We have two isosceles triangles in the figure. Triangle OAD and triangle OCD. 

In the figure below, I have marked the two equal angles in the isosceles triangle OAD with letter y. 

We can say that the third interior angle, ∠AOD, measures 180° - 2y, but we do not require this angle in the proof. So I am not going to mark it in the figure. 

In triangle ODC, part of angle ODC is x and its other part is y. So the whole angle ODC is x + y. This angle is equal to angle OCD because the triangle is isosceles(OD = OC). 

Now let’s look at the small triangle PCD. Two of its interior angles are x and x + y, so the third interior angle will be 180° - (x + x + y). 

This angle is vertically opposite to ∠OPA which comes inside triangle OPA. Hence measure of angle OPA is also 180° - (x + x + y), which simplifies to 180° - 2x - y. 

Finally, in triangle AOP, two of the angles are y and 180° - 2x - y. So the third interior angle will be 180° - (y + (180 - 2x - y)). 

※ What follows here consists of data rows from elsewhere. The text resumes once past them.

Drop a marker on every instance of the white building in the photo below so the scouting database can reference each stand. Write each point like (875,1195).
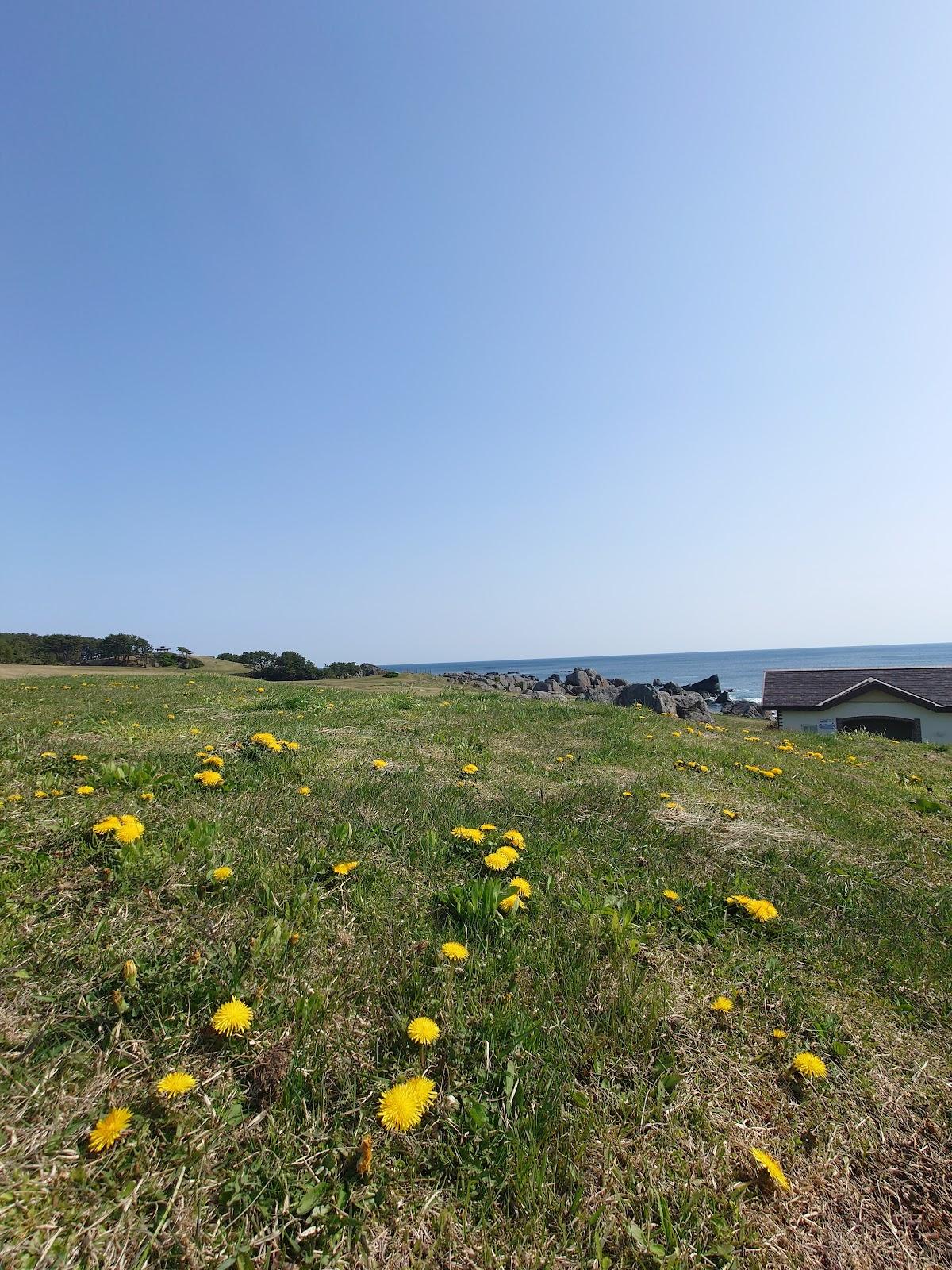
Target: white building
(904,702)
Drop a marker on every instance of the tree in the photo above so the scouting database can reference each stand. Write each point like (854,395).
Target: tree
(260,664)
(117,648)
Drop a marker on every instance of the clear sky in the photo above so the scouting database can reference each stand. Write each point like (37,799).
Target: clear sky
(427,330)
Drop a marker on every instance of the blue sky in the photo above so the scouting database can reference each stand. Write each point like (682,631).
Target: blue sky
(435,330)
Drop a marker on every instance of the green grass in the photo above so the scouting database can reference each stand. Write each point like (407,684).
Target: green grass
(590,1110)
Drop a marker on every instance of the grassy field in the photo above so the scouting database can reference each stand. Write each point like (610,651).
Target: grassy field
(589,1108)
(209,666)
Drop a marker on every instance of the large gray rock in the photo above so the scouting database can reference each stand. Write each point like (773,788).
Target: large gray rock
(692,706)
(639,695)
(578,681)
(746,709)
(598,694)
(708,687)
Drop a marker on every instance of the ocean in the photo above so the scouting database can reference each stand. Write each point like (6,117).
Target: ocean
(742,672)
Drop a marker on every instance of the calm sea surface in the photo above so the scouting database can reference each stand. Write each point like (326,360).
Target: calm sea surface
(742,672)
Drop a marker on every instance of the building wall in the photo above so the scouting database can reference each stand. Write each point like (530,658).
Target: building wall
(936,725)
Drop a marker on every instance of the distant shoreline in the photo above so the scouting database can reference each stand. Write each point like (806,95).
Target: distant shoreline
(740,671)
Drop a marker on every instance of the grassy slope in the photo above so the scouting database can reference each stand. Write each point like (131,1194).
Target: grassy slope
(209,666)
(590,1111)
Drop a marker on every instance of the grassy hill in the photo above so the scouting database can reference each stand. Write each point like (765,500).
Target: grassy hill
(209,664)
(589,1108)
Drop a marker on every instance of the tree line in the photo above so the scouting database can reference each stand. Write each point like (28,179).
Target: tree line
(18,648)
(295,666)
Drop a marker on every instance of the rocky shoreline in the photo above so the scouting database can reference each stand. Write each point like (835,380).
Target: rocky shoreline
(687,702)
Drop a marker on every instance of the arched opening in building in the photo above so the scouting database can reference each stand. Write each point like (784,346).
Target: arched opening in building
(884,725)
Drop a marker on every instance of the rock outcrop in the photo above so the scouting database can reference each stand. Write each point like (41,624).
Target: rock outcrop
(746,709)
(587,685)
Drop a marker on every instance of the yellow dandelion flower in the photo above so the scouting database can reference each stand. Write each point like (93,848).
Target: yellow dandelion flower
(809,1066)
(495,861)
(424,1090)
(771,1168)
(232,1018)
(422,1030)
(107,1130)
(400,1108)
(465,835)
(761,910)
(129,829)
(175,1083)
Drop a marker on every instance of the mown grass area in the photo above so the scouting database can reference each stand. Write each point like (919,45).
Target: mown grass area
(590,1109)
(209,666)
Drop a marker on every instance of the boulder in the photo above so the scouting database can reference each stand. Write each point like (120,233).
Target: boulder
(746,709)
(666,702)
(708,687)
(606,695)
(692,706)
(579,679)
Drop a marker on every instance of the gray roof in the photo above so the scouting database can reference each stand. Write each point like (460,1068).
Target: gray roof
(810,690)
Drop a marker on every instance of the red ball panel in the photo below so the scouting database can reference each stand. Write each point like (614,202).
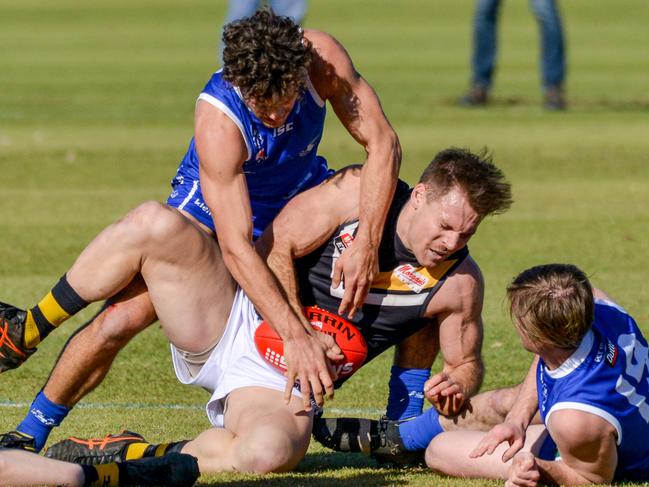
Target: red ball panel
(347,336)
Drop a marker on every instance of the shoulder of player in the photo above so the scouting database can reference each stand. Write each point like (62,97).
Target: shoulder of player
(466,277)
(586,443)
(330,62)
(573,429)
(338,192)
(322,43)
(214,126)
(462,291)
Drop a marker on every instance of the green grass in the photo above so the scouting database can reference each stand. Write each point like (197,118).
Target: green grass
(96,102)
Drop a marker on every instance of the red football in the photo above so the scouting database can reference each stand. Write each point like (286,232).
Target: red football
(347,336)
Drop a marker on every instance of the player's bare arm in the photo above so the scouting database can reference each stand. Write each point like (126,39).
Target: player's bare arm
(587,444)
(359,110)
(226,193)
(512,429)
(457,308)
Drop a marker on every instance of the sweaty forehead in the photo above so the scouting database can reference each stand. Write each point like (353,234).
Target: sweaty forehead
(456,209)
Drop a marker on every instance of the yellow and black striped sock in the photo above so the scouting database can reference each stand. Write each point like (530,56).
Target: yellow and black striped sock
(104,475)
(144,450)
(58,305)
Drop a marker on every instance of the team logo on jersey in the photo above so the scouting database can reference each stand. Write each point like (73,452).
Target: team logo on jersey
(343,241)
(309,147)
(407,274)
(287,127)
(611,353)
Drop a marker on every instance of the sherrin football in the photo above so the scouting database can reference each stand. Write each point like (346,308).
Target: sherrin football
(347,336)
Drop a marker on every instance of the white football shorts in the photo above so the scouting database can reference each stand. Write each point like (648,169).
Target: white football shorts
(234,363)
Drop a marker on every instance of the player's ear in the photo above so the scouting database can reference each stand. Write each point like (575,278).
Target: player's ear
(418,195)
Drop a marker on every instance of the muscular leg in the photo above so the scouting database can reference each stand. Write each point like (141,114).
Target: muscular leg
(261,434)
(89,354)
(485,411)
(178,263)
(448,453)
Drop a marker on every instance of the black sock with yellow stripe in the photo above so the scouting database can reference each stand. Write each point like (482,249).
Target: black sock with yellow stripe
(58,305)
(173,470)
(103,475)
(145,450)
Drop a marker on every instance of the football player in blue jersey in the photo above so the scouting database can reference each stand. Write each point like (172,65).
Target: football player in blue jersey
(588,387)
(258,124)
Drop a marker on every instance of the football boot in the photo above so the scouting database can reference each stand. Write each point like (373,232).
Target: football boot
(12,331)
(17,441)
(173,470)
(378,438)
(93,451)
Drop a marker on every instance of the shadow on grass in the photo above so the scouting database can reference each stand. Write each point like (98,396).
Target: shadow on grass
(324,469)
(614,105)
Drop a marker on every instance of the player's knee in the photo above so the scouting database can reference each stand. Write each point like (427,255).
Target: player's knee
(273,453)
(434,454)
(150,222)
(120,322)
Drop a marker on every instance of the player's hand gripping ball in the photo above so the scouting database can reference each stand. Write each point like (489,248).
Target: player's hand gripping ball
(347,337)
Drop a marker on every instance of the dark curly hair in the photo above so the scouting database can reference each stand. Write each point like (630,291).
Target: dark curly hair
(266,56)
(485,185)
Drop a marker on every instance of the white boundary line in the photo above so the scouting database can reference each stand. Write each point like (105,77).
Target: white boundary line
(197,407)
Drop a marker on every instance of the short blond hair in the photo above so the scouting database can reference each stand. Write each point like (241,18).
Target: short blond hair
(552,304)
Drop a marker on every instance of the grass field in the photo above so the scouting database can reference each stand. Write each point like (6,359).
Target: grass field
(96,105)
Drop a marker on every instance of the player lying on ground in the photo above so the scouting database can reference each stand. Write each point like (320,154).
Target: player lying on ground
(589,382)
(426,277)
(19,467)
(257,132)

So, Angle AOP = 180° - y - (180° - 2x - y)

                         = 180° - y - 180° + 2x + y

                         = 2x

Hence proved. 

The proof for D in the other green region of the circumference is very similar to this proof. So i am going to save my time and jump directly to the last distinct configuration where point D is at the boundary of green and red regions. 

In the figure, chord CD overlaps the radius CO. D is now at the boundary of green and red regions of the circumference. 

Should we join O and D again in the figure?

Well, COD is a single straight line segment; O and D are already connected! We don’t need to do any construction here. We already have a premade isosceles triangle, triangle ODA. 

Two of its equal interior angles are x, hence the third interior angle will be 180° - 2x, as shown in the figure above. 

Points C, O and D are collinear. Therefore, angle AOC is 180° - (180° - 2x), which equals 2x. 

Hence proved! 

Here again, the proof for the case when chord AD is overlapping the radius AO is very much the same. So I am just going to skip that proof as well. 

We are still not done with all possible scenarios. There is still one more configuration left that we haven’t discussed, which has to do with the arc in question. Notice that ABC is a minor arc. It is minor because it is smaller than half the boundary(circumference) of the entire circle. But what if it was a major arc, bigger than half the boundary of the circle, as shown in figure below? 

If ABC is a major arc then it is not possible for chords CD and AD to intersect or overlap radii OA and OC. So for a major arc there is only one configuration, the proof of which is identical to the proof that we saw for the minor arc when D was in the red region of the circumference.

So I think we covered all possible scenarios, and with that we conclude that the angle subtended by an arc at the center is always twice the angle it subtends at any point on the (rest of the) circumference.